7. Conclusions and Future Work

In our research, we propose to use labeled sequential patterns to represent the healthcare-related sentences in order to reduce the dimension and sparsity of the data, which can both guarantee the performance and enhance the efficiency. Then, we build forest-based models on the training data which is capable of predicting with decent performance and interpreting the healthcare-related sentences by extracting the important features used in the decision rules, ranked by their contributions, and the discriminative patterns consist of the decision rules. Overall, the forest-based models trained on the proposed feature space can achieve good performance and enable the interpretability of the data.

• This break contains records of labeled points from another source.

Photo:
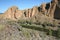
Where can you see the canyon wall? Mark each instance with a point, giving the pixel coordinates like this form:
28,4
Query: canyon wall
46,10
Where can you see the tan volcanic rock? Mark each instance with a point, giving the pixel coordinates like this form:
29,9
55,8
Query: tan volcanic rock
47,10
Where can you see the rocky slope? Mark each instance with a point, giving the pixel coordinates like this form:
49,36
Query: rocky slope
46,10
13,31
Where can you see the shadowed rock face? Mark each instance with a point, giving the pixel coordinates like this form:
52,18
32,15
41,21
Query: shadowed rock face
48,10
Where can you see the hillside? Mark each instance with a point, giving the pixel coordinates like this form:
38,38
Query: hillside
37,23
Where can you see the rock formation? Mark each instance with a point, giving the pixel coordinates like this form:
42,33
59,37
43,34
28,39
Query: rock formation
45,9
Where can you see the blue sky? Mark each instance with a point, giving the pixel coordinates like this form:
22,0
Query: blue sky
21,4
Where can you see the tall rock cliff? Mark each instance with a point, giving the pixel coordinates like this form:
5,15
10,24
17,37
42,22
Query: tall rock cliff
46,10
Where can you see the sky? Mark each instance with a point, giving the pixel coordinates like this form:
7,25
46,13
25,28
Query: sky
21,4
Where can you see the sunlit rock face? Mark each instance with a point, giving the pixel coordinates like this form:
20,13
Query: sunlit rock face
46,10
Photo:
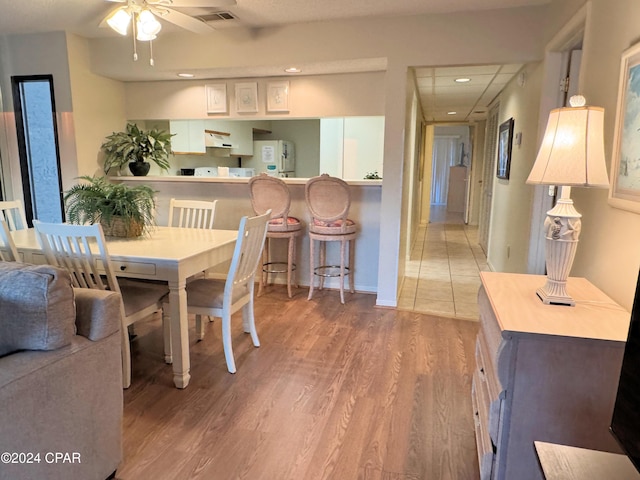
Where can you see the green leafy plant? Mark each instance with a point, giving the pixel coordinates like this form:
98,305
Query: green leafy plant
137,145
100,201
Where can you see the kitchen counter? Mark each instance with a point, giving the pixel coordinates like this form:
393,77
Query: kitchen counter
193,179
232,194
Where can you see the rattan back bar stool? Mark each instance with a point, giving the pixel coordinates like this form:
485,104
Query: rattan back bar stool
269,192
328,200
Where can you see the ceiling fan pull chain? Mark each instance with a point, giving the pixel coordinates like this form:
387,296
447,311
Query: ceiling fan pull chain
135,34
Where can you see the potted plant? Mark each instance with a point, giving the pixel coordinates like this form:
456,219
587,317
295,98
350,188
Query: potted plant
122,210
136,147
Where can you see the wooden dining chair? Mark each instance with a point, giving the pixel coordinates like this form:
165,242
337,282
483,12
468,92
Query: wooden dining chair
222,298
81,249
12,211
8,252
191,213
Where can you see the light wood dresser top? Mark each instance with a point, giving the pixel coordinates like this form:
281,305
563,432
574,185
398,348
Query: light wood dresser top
520,312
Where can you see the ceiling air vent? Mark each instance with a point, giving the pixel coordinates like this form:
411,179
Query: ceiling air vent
217,17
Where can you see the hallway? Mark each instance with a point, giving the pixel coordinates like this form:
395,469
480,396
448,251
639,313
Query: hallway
442,275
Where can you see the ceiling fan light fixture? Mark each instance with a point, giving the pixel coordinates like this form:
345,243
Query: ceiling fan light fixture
119,20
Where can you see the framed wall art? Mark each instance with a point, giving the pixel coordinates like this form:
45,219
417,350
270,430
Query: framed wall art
505,141
278,97
247,97
624,191
216,98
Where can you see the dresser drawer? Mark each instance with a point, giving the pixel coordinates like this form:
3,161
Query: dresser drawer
486,451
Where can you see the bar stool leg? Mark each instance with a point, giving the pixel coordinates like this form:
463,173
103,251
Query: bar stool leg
352,272
265,257
311,266
323,261
343,245
290,263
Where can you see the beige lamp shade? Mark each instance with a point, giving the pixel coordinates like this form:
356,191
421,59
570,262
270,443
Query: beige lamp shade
572,151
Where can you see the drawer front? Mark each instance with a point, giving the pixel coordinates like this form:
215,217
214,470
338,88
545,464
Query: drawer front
124,269
486,453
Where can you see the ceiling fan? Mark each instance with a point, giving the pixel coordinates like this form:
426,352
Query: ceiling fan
143,16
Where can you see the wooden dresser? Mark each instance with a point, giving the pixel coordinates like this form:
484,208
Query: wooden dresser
544,372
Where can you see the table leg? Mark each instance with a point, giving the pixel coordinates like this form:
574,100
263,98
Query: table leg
179,333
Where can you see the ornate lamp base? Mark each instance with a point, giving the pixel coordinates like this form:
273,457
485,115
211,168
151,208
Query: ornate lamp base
562,227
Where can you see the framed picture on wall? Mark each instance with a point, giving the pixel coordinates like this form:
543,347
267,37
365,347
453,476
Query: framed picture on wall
505,141
278,97
624,191
216,98
247,97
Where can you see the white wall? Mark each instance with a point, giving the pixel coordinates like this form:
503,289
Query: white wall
510,212
310,97
516,35
95,97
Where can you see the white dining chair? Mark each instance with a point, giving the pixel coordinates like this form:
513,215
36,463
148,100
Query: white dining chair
222,298
191,213
12,211
81,249
8,252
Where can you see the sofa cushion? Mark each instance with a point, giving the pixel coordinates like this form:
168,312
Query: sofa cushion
37,308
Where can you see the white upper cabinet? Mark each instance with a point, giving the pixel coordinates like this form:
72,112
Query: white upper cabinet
351,147
188,137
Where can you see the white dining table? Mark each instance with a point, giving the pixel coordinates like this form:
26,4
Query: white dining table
165,253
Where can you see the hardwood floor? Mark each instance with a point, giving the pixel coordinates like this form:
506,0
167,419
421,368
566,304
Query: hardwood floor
335,392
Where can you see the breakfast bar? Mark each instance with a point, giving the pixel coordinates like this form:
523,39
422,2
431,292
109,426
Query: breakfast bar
232,194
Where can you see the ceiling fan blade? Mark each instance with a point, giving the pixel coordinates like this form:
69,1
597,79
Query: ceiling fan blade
193,3
185,21
104,23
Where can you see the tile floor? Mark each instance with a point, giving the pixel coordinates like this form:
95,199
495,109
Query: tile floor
442,274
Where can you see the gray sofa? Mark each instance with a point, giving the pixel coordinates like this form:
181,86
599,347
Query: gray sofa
60,377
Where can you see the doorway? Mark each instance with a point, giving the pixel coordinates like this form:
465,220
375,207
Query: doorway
451,164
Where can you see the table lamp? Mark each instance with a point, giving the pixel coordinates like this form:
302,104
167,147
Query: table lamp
571,155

In the future, we will build a compact system based on this framework to help users directly extract and highlight the insightful sentences while they are viewing healthcare-related articles, posts, and so forth Moreover, we will also target to extract and interpret the insightful sentences from other categories such as medication effects and user questions and include data from other sources like clinical notes.

Disclosure

The views and conclusions contained in this paper are those of the authors and should not be interpreted as representing any funding agencies.

Conflicts of Interest

The authors declare that there is no conflict of interest regarding the publication of this paper.

Acknowledgments

The work is, in part, supported by DARPA (nos. N66001-17-2-4031 and W911NF-16-1-0565) and NSF (no. IIS-1657196).